Transanal endoscopic microsurgery for rectal tumours using a Single Incision Laparoscopic Port

Acta Chir Belg. 2013 Jul-Aug;113(4):245-8. doi: 10.1080/00015458.2013.11680921.

Abstract

Background: Transanal endoscopic microsurgery (TEM), first described by Buess enables a less aggressive approach of benign rectal lesions, or even early rectal cancer in a curative intent.

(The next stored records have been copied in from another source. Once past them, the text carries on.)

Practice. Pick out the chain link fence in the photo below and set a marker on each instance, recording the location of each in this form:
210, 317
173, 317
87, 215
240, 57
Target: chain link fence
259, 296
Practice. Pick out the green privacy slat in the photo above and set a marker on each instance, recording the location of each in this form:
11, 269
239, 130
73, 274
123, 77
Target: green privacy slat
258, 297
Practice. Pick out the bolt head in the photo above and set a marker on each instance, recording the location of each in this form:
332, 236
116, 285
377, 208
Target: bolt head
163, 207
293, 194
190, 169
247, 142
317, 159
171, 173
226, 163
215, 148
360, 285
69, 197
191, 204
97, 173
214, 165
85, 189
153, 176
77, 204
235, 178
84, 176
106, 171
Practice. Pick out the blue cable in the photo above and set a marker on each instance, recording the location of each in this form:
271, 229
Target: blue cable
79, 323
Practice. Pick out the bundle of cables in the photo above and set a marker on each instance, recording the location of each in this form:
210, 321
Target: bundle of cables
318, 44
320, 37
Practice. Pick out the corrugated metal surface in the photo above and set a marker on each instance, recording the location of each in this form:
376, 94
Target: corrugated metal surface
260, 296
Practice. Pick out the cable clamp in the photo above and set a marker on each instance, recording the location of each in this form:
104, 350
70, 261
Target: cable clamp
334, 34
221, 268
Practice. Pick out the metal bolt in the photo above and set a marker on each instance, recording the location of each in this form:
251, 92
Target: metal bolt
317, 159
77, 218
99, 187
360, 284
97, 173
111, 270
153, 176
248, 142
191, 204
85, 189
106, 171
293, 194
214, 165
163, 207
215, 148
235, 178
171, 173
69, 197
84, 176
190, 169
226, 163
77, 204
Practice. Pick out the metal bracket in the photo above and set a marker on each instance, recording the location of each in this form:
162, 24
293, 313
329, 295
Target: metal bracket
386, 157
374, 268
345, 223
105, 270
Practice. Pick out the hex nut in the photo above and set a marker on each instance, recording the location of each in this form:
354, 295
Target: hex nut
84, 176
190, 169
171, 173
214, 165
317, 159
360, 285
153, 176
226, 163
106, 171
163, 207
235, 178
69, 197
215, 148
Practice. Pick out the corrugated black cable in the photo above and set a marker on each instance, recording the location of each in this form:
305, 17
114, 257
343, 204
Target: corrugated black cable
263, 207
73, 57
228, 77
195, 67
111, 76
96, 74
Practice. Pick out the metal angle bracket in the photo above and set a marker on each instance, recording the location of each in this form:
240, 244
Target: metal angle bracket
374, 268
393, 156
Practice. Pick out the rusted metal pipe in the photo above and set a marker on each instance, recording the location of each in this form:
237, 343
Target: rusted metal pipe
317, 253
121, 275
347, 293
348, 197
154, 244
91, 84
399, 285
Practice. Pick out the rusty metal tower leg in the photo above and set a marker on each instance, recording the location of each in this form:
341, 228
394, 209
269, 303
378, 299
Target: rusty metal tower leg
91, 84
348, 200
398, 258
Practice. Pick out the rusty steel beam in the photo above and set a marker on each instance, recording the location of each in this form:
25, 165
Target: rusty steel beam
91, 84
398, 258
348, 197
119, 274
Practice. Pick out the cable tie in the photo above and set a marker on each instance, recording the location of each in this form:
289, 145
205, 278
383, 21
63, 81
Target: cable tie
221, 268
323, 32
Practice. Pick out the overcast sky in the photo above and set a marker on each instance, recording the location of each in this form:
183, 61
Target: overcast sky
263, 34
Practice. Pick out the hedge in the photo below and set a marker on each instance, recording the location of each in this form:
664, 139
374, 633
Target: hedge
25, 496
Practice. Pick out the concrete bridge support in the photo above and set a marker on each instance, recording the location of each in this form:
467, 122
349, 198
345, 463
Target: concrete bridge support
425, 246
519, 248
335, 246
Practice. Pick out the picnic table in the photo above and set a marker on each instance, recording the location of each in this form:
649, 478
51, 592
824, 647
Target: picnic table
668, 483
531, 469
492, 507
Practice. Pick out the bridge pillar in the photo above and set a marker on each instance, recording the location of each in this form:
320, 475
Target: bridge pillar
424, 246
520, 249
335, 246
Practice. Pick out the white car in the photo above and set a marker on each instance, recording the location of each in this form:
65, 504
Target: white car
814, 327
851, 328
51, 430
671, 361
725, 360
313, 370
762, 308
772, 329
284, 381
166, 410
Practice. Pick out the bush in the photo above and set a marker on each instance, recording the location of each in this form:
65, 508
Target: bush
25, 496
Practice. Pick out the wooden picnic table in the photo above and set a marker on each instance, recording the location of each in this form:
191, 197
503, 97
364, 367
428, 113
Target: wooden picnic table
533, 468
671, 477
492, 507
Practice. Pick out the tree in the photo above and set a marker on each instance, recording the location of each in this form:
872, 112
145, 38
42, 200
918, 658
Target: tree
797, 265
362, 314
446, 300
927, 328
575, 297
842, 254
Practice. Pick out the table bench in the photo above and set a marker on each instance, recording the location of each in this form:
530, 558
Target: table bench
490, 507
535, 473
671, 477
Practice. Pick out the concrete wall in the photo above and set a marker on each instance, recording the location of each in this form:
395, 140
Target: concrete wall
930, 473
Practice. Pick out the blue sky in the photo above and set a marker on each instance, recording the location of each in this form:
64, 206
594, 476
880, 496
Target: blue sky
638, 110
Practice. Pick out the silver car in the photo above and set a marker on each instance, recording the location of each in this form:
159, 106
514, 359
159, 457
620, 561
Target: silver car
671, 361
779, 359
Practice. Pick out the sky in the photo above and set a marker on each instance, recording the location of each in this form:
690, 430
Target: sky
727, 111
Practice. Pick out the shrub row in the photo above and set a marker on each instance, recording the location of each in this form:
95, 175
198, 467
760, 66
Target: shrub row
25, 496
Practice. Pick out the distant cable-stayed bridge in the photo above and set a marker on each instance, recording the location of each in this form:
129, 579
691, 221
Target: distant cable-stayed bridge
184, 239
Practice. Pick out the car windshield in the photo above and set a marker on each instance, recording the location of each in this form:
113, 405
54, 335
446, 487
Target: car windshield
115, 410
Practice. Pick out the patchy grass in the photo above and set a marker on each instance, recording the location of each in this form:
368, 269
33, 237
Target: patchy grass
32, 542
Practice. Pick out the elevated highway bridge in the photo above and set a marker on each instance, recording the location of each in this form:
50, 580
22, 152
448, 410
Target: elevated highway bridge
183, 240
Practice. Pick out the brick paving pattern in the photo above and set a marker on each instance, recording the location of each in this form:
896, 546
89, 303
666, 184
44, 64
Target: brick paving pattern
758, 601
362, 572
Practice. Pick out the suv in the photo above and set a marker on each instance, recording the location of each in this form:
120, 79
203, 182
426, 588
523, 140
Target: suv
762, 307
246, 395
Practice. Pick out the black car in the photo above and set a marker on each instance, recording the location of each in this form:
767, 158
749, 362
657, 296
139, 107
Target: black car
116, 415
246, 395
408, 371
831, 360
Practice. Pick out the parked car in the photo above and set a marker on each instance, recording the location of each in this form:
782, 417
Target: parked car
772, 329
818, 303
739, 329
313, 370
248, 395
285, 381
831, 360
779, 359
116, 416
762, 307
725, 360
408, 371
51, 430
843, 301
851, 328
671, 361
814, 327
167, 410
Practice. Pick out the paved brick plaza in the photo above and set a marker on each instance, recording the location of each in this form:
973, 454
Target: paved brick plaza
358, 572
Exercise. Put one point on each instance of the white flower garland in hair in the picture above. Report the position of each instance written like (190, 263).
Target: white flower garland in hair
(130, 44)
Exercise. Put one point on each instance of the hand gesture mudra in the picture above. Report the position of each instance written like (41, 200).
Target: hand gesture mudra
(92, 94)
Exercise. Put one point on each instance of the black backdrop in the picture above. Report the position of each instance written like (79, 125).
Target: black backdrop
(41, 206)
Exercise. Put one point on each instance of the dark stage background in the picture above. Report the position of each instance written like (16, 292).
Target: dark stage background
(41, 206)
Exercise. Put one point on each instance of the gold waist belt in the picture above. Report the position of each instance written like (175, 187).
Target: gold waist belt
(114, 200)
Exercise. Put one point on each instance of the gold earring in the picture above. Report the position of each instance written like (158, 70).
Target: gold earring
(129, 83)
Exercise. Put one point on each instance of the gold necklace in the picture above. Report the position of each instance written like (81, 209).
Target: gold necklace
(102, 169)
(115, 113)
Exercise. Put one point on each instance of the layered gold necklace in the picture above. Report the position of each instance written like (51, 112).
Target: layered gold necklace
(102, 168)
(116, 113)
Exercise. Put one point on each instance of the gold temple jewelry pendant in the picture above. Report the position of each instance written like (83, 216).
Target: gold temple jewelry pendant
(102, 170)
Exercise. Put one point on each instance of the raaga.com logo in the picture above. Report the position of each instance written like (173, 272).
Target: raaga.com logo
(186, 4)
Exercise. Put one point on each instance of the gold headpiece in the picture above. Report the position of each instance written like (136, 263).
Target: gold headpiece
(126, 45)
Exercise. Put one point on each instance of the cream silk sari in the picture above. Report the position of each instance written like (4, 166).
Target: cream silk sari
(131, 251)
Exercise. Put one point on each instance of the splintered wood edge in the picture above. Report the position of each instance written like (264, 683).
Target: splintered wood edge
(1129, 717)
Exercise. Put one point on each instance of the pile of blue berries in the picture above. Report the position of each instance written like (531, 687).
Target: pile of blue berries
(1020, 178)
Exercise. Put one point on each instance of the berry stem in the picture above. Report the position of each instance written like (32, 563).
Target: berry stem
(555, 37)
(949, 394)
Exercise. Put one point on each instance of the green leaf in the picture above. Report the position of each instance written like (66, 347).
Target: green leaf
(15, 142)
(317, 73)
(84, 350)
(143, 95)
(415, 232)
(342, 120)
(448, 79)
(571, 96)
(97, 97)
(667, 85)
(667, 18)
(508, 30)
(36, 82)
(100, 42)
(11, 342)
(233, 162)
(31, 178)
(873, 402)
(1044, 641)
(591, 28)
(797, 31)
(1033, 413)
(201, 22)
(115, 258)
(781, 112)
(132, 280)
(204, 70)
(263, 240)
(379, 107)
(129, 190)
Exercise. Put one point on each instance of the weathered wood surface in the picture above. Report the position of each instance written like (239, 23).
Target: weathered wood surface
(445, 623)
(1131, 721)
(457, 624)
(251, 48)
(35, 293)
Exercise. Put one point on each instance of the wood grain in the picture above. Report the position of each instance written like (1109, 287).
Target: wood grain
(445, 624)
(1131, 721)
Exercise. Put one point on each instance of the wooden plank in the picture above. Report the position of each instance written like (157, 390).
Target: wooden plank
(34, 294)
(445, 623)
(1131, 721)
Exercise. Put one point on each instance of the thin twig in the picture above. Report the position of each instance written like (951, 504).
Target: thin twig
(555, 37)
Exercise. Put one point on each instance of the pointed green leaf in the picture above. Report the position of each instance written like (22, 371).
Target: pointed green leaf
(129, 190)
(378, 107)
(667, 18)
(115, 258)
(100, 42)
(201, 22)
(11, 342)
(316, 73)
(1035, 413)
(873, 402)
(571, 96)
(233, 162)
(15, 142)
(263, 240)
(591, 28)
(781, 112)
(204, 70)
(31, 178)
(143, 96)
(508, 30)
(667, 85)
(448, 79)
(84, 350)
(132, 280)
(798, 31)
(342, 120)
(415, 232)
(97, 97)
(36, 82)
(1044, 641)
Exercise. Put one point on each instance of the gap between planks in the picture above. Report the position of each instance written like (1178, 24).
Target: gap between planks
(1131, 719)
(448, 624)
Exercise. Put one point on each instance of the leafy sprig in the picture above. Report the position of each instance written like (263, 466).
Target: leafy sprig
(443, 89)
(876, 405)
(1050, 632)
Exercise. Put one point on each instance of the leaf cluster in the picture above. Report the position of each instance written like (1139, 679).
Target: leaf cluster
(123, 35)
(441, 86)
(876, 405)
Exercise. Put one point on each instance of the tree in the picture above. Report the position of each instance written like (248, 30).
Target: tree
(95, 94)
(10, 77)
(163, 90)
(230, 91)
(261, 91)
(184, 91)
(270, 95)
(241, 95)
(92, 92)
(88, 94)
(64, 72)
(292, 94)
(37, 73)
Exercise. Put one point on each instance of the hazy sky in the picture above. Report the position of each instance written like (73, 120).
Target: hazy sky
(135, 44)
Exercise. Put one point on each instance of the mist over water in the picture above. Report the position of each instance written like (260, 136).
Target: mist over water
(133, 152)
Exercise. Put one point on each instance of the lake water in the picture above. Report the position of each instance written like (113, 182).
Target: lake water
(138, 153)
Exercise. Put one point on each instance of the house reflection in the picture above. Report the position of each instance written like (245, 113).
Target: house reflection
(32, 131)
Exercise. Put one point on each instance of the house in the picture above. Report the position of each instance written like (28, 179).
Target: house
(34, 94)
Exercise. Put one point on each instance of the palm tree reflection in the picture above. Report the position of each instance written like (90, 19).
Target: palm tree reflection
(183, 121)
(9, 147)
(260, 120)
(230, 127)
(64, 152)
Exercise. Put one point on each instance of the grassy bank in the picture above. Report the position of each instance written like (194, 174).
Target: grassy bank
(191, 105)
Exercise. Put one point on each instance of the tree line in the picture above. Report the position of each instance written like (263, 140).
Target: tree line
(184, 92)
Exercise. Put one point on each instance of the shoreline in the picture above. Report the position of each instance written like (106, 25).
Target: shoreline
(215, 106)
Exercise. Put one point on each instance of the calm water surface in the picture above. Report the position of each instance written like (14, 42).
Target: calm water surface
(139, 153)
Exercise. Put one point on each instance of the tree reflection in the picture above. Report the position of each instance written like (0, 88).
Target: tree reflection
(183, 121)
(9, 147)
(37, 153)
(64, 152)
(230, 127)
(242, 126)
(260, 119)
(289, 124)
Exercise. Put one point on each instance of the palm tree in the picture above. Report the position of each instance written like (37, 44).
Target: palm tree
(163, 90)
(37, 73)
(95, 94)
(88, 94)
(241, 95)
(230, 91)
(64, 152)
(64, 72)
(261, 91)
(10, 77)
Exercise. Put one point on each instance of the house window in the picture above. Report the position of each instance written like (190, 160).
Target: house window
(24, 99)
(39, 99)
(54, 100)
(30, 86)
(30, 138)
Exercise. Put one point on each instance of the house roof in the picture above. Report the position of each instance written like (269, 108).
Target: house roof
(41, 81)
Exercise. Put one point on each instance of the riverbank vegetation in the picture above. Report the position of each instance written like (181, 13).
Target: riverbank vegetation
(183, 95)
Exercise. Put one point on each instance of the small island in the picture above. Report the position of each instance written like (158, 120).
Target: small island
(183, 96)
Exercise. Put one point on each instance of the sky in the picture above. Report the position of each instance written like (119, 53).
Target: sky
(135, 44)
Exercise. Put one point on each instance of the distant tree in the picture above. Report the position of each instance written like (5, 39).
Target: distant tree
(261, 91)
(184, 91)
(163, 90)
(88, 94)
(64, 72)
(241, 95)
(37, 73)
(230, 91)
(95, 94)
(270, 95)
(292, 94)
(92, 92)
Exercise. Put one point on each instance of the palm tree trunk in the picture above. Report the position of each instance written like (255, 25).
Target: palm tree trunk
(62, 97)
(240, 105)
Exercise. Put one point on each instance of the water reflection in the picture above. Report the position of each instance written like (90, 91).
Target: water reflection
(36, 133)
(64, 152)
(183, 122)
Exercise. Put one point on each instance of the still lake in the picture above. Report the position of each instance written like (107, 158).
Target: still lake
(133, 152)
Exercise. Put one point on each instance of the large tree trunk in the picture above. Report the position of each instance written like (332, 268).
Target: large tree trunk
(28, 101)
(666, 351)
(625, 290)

Materials and methods: The SILS Port, initially designed for laparoscopic surgery, was successfully used for 20 TEM procedures in 16 patients. Local resection was sufficient in 15 procedures (benign tumours or pT1) out of 20, whereas 5 TEM operations required additional surgery: 3 rectal resections (pT1Nx, pT1sm3Nx and pT2N1) and 1 TEM revision (1 patient refused the rectal resection (pT1Nx). Postoperative complications following Dindo-Clavien were: grade II in 4 patients (pain: 2; fever: 1; bleeding: 1) and grade IIIb in 2 patients (bleeding). No long-term faecal incontinence was noted.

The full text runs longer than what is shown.